Hesabım
    Okul Tıraşı
    BEYAZPERDE ELEŞTİRİSİ
    4,0
    Çok İyi
    Okul Tıraşı

    Kaygan zeminde yaşananlar…

    Yazar: Banu Bozdemir

    Okul Tıraşı’nın fragmanını izledikten sonra sert, iddialı bir filmle karşılaşacağımızı biliyordum ve nispeten öyle oldu. Soğuğun her anını, yatakhane, duş alanı ve revirde hissettiğimiz filmde bürokrasinin kanatları altında neredeyse donma noktasına gelen, yatılı çocukların bir günü anlatılıyor. Okulun tasvir ediliş şekli bir kışla havasında, soğuk ve donuk. Etrafta çocukların yaşadığını anlatan tek şey çocukların izleyemediği kantindeki televizyonda oynayan çizgi film. Çocukların mutsuzluğu, suratlarına sinen ifadeyle birlikte her yerde karşımıza çıkıyor.

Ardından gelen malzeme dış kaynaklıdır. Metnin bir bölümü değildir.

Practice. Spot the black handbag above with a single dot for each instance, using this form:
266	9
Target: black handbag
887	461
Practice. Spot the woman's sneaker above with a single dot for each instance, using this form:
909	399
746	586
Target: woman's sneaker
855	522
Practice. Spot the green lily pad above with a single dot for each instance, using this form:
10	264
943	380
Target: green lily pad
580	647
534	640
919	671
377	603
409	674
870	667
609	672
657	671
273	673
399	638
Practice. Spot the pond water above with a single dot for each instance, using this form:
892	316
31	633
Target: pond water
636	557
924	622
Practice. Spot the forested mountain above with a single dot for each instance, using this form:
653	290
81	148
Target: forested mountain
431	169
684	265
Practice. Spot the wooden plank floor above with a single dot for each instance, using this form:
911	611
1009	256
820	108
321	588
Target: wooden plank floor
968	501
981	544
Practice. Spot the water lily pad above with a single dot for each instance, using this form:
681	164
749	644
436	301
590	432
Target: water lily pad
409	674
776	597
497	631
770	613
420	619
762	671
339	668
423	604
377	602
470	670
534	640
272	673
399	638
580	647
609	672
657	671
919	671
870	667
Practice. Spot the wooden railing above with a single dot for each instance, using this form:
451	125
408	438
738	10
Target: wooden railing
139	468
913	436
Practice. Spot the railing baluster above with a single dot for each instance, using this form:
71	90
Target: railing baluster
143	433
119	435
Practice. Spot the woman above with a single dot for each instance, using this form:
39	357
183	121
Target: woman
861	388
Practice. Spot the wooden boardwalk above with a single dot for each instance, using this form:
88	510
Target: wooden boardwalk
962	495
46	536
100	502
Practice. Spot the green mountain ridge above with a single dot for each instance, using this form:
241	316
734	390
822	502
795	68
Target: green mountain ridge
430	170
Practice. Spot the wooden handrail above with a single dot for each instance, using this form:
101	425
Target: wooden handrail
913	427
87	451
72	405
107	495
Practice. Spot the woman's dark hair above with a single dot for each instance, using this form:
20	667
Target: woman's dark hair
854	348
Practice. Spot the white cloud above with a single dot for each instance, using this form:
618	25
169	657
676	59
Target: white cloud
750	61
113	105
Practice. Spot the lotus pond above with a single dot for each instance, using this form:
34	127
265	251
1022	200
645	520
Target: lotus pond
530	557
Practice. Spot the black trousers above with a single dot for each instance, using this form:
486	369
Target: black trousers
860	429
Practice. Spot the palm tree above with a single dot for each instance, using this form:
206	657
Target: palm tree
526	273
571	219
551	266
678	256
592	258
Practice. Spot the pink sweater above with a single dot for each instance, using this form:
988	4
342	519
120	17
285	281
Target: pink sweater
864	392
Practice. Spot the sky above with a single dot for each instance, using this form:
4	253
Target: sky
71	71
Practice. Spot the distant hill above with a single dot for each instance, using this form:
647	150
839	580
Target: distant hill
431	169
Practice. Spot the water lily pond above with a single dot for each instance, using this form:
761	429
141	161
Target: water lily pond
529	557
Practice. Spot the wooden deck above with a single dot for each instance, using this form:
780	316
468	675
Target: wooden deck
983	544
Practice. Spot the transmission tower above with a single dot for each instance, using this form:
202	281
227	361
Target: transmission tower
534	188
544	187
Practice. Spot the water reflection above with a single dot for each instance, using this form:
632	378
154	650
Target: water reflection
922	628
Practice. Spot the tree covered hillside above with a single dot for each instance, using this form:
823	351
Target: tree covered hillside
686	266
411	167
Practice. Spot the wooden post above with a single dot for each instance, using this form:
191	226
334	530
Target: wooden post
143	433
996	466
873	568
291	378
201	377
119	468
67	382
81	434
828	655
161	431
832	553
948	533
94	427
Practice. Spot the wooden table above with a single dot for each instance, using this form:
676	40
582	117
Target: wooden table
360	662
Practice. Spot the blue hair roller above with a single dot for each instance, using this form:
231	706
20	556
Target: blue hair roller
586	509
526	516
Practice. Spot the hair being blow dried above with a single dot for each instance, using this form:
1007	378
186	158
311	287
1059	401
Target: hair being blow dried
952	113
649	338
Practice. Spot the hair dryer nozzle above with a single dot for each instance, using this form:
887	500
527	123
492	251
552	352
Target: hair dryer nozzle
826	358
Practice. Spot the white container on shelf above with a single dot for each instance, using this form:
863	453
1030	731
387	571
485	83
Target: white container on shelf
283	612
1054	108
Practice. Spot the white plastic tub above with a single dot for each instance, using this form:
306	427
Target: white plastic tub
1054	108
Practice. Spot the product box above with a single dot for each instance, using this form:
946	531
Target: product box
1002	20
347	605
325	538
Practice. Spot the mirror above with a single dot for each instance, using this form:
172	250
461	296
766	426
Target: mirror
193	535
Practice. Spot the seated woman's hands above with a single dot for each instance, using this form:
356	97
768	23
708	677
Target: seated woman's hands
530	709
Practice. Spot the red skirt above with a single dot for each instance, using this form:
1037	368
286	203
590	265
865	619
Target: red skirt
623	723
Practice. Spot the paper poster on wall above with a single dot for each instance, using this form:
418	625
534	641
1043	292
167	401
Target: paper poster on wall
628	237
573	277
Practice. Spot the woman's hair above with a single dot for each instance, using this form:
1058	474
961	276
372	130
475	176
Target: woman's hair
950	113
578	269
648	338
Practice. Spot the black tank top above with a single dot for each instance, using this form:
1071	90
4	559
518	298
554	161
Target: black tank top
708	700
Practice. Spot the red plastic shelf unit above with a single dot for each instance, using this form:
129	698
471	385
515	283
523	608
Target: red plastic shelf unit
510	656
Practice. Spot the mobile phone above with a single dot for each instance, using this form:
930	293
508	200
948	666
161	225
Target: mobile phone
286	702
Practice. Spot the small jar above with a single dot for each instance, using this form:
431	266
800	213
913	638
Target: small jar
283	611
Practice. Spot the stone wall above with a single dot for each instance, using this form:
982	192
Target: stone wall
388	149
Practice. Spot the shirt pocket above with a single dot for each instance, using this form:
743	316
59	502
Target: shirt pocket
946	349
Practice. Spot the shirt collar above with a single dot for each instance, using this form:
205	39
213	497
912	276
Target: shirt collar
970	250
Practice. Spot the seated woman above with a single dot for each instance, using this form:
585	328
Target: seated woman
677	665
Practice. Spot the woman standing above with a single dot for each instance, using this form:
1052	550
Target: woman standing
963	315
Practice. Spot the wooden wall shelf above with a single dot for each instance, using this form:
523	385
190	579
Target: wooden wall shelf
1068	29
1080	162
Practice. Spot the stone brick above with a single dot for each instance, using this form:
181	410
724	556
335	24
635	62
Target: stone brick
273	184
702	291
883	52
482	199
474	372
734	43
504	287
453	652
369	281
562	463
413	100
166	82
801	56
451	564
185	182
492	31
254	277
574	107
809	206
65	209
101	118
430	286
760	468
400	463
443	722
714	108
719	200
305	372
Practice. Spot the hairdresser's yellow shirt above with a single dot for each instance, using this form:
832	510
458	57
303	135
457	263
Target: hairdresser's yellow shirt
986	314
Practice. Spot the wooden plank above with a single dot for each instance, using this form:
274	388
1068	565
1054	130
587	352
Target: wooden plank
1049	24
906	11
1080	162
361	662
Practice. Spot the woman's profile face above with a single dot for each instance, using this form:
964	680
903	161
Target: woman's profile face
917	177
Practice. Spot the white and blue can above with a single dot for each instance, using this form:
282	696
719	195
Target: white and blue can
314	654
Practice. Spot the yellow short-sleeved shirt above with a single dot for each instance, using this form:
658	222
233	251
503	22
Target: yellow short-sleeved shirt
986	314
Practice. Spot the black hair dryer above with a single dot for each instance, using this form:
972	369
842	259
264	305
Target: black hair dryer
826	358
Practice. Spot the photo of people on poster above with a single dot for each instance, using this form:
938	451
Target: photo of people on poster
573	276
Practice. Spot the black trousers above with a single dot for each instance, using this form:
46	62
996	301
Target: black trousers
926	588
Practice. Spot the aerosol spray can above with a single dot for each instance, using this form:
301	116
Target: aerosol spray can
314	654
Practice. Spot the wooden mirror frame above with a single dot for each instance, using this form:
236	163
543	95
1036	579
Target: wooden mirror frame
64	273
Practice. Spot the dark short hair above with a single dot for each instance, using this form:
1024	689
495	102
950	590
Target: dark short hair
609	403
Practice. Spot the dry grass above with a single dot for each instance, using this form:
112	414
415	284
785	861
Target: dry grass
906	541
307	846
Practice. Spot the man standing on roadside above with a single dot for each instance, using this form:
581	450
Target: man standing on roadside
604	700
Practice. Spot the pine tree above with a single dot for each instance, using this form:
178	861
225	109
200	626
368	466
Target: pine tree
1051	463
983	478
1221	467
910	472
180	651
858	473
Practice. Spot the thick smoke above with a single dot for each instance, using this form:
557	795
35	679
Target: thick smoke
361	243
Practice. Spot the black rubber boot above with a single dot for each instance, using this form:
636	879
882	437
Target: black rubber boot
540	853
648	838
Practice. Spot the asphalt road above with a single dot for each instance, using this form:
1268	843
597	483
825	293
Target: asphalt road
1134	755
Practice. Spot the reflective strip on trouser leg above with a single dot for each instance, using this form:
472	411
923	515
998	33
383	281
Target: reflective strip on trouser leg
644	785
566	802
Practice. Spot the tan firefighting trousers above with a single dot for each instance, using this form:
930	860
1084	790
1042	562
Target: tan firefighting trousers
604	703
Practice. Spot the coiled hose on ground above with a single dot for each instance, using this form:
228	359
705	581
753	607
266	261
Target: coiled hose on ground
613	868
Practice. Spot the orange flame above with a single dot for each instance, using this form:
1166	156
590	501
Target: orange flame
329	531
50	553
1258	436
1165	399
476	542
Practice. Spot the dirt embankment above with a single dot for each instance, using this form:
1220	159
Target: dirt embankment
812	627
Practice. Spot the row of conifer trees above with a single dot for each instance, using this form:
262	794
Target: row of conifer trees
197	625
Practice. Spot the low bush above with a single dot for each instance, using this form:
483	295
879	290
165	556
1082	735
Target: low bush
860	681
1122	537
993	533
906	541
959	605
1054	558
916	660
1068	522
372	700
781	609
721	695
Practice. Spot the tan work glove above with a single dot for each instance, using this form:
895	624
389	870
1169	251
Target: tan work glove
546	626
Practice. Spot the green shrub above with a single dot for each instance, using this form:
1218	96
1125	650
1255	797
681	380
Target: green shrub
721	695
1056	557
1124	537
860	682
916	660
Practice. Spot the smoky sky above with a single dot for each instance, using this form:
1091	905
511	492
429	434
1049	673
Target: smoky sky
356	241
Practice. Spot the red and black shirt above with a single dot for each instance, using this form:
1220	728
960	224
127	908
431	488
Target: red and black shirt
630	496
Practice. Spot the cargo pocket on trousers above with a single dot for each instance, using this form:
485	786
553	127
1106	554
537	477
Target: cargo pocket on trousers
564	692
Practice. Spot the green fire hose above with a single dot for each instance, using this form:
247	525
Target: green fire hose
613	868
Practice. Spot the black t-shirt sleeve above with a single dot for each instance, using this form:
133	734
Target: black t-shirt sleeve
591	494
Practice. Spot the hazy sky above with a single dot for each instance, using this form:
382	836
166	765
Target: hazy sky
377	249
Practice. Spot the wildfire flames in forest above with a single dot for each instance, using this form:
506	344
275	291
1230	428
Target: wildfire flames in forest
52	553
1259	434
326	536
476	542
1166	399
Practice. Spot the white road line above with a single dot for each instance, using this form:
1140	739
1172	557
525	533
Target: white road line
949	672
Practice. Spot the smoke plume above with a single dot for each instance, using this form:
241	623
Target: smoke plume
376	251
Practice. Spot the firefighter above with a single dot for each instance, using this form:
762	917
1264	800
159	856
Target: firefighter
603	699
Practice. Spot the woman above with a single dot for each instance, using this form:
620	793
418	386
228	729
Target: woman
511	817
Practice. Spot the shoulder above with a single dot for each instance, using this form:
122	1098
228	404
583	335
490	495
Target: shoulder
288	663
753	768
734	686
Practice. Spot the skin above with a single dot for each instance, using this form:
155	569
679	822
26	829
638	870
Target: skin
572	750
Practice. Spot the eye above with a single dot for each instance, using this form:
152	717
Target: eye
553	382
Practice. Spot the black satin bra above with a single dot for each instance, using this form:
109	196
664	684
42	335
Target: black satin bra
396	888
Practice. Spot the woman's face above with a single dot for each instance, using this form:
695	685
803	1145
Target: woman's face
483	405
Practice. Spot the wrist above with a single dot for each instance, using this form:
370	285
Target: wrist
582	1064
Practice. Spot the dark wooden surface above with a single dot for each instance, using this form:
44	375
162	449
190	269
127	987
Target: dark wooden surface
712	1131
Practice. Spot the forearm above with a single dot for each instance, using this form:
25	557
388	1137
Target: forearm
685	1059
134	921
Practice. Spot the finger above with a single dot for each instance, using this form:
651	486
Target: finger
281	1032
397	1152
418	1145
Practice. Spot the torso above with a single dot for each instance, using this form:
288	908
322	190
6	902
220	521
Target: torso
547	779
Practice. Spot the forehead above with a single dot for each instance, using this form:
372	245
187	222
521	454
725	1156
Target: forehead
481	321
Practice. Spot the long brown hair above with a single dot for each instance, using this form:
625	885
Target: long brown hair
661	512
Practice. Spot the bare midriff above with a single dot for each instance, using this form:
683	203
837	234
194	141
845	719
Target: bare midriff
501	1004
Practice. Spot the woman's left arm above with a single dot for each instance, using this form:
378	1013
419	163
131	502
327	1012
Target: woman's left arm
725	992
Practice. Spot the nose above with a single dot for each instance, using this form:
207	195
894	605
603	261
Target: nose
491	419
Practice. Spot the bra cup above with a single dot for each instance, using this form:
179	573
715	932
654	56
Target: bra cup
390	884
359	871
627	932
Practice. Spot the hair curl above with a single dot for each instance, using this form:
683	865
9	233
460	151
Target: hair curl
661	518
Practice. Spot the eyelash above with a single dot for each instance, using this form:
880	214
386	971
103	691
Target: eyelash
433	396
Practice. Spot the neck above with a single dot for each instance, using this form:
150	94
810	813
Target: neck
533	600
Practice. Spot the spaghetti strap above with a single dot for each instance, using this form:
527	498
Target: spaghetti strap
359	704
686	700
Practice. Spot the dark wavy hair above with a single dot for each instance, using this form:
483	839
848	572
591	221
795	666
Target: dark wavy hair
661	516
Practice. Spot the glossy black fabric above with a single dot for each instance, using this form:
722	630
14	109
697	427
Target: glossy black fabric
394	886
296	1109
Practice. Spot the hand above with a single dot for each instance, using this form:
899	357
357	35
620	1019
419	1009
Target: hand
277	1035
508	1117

    Filmin tekin olmayan, imalar barındıran, sorular sorduran havası neredeyse film boyunca devam ediyor. Ailelerinden uzakta, sürekli öğretmenleri tarafından azarlanan, derin bir yalnızlık içinde oldukları belli olan ve dışarıdaki ayazdan dolayı neredeyse kaçacak yerleri bulunmayan bu yerde çözülmeler bir çocuğun hastalanmasıyla başlıyor. Öncesinde arkadaşı Yusuf’a korktuğunu ve beraber uyumalarının mümkün olup olmadığını soran Memo’yu, sonrasında öğretmeniyle yatakhaneye giriş yaparken görüyoruz. Maalesef ülkede yaşanan bazı deneyimler sonucu yatılı okullarda geçen hikayelerde taciz olgusunun izini sürüyoruz. Memo’nun başına gelenlerin, Yusuf’un içine gömülmesini sağlayan suskunluğunun arkasında devlet babanın şefkatli kolları yerine farklı izler arıyoruz.

    Hikaye çözümlendikçe öğretmen ve öğrenciler arasındaki çatışmanın da sevgiden çok bir güç gösterisine dönüştüğünü gözlemliyoruz. Soğuğun eksi otuzlara çıktığı bir ortamda öğretmenler öğrencilerine soğuk duş etkisini yapan cezalar veriyorlar. Ve filmde dikkat çeken unsurlardan biri de çocukların cenabet olduklarını söyleyip, daha fazla banyo talebinde bulunmaları… Sıcak suyla ve daha fazla banyo yapabilmek için aştıkları engelleri, yolları Yusuf’un ağzından olay yeri ziyaretleri yaparak öğreniyoruz. Açıkçası Memo’nun hastalanıp, sadece Yusuf’un gözetiminde revirde, okulun koridorlarında geçen anlatımı başta tekrarlı bulsam da sonrasında hikaye iyi bir açılım yaparak, dolaylı ya da dolaysız herkesin işin içinde olduğu bir sistemin hatasını, açığını çözmek konusunda gayet başarılı bir yola girdi!

    Film o kadar donuk yani bir yandan müziksiz ve yalın bir anlatım sunuyor ki, filmin tek duygusal anı Yusuf’un annesiyle konuştuğu an olarak yansıyor. Fakir aile çocuklarının kaderini iki dakikalık telefon konuşması açık ediyor, Yusuf’un çaresizliği, mutsuzluğu, annesine anlatamadığı derdiyle içinde çörekleniyor.

    Sonuçta kurumlara, kişilere, yöneticilere, en alt gruptan en üste sirayet eden vurdumduymazlık halini aspirinle yönetilen revir odasında bir kez daha tecrübe ediyoruz. Revirin kaygan zemini herkesin kendini kurtarmak için suçu birbirine attığı bir kayganlığı işaret ederken, revire sağlık görevlisi yerine bir öğrenci koymanın aymazlığı da içimizi burkuyor. Herkesin öğrencinin ateşini ölçerek hasta olmadığına hüküm vermesi de işin cabası. Ama bu sahne bana biraz da hastalığın daha derinlerde, içerlerde bir yerde olduğuna dair bir vurgulama algısı da sunmuş oldu.

    Olgun sinema diliyle, incelikli karakter analizleriyle, karın soğuğunu da bir karakter gibi filmin içine dahil etmesiyle, çocukların Vanlı çocuklardan seçilip tecrübeli oyuncular arasında sıkışıp kalmamasıyla dikkat çeken bir film olmuş Okul Tıraşı. Bu yıl 71. Berlin Film Festivali’nin Panorama bölümünde yarışıyor, şansı bol olsun.